Re: Metadata in the VTT file header (bug 15851), use cases (and a need to close this) from Glenn Maynard on 2012-09-02 (public-texttracks@w3.org from September 2012)

From: Glenn Maynard <glenn@zewt.org>
Date: Sun, 2 Sep 2012 12:08:49 -0500
To: Simon Pieters <simonp@opera.com>
Cc: Ian Hickson <ian@hixie.ch>, David Singer <singer@apple.com>, public-texttracks <public-texttracks@w3.org>
Message-ID: <CABirCh9SGXdrr48hDLoo8xUSnEvmas+MKzYD5Yw_DYSV5zpx=A@mail.gmail.com>
On Thu, Aug 30, 2012 at 7:56 PM, Ian Hickson <ian@hixie.ch> wrote:

>  XML wasn't a failure, by a long shot. Nor is JSON. They both have
> situations in which they are useful.
>

You're saying something like "look how ugly and complex XML is because it
tries to be general-purpose, so this is bad too".  There's no comparison to
be drawn; this is nothing like XML.

  For every piece of data, sure. Nobody is suggesting that, as far as I'm
> aware.
>

Language?  Parser changes.  Kind?  Parser changes.  Style?  Parser
changes.  I'm sorry if I see a pattern...

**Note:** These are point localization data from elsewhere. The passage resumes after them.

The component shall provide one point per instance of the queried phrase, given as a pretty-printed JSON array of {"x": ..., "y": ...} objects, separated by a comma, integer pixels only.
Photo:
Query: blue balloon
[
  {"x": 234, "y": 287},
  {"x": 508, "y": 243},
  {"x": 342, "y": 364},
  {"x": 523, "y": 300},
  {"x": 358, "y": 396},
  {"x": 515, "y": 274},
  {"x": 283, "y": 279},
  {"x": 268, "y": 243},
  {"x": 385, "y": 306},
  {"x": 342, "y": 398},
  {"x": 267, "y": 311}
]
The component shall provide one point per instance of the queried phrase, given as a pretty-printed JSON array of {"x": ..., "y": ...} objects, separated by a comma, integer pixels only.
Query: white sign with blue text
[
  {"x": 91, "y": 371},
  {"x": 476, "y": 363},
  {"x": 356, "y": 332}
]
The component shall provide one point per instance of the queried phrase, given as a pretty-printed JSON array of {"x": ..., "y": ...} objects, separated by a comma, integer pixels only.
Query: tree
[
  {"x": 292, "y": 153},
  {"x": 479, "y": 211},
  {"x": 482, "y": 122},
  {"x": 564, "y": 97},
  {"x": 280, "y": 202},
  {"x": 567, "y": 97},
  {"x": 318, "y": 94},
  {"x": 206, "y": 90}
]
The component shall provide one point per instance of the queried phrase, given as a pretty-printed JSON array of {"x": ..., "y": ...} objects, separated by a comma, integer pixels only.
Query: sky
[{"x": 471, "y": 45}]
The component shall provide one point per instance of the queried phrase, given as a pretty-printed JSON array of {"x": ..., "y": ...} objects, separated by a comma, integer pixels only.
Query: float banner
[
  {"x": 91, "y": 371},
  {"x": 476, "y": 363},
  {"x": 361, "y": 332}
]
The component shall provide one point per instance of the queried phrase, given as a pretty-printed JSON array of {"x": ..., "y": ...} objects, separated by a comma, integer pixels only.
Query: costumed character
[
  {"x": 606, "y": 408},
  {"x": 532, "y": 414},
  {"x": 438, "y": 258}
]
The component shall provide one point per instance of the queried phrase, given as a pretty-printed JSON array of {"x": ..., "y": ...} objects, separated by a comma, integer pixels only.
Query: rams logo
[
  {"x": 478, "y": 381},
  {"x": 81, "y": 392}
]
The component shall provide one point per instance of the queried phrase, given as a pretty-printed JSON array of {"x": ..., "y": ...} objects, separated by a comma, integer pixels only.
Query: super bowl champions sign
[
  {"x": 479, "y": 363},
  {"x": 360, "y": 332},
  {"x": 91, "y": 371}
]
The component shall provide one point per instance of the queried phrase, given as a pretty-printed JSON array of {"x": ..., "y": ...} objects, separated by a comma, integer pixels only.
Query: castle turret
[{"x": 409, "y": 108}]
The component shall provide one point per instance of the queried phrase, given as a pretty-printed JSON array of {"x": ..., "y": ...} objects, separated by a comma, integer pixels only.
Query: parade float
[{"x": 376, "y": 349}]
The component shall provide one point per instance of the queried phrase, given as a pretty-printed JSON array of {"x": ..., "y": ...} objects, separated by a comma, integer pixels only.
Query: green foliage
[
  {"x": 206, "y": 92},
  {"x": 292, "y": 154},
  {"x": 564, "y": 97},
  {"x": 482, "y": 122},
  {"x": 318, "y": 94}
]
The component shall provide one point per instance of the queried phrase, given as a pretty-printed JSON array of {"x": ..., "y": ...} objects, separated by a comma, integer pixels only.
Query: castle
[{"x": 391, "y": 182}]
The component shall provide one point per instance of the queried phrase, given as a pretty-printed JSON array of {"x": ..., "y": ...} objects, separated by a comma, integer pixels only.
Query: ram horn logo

> > I'm not recommending any more than anyone else, I'm just saying we
> > > shouldn't try to second-guess their needs and offer a specific place
> > > for them other than just comments.
> >
> > This does nothing more than store strings; it makes no attempt at
> > arbitrary data types, high-level structure or "second-guessing".
>
> Guessing that you only need to store strings is still a guess. Currently
> there's only one piece of information proposed for WebVTT that makes sense
> to have in VTT that fits in the form of a simple one-line string, the
> language (and it's really a complicated structured data format itself, not
> really freeform string).


Again, "kind".  The structure of the string isn't relevant at the parsing
level (any more than the structure of specific HTML attributes are relevant
to the HTML parser).

There have been a number of other proposals for
> things that might go here, and while I disagree that they make sense in
> VTT, even amongst those not everything is a string -- e.g. "default" is
> really a boolean, not a string, and so we'd have to add conventions on top
> of the format beyond the string value to determine what it means (since
> presumably what matters there is presence/absence, not the value, and the
> empty string would be positive, not negative), if we even tried to use a
> string form to store it, which IMHO is a bad idea (as I think HTML
> attributes have shown for the many boolean attributes there).
>

Of course we'd have to define the meaning of the value, just as the meaning
of particular HTML attributes (and at the conformance level, the list of
valid attributes) needs to be defined.  This only defines the
encapsulation.  (For booleans, I'd be inclined to say "Flags: default",
where the value is a space-separated list of things to enable.)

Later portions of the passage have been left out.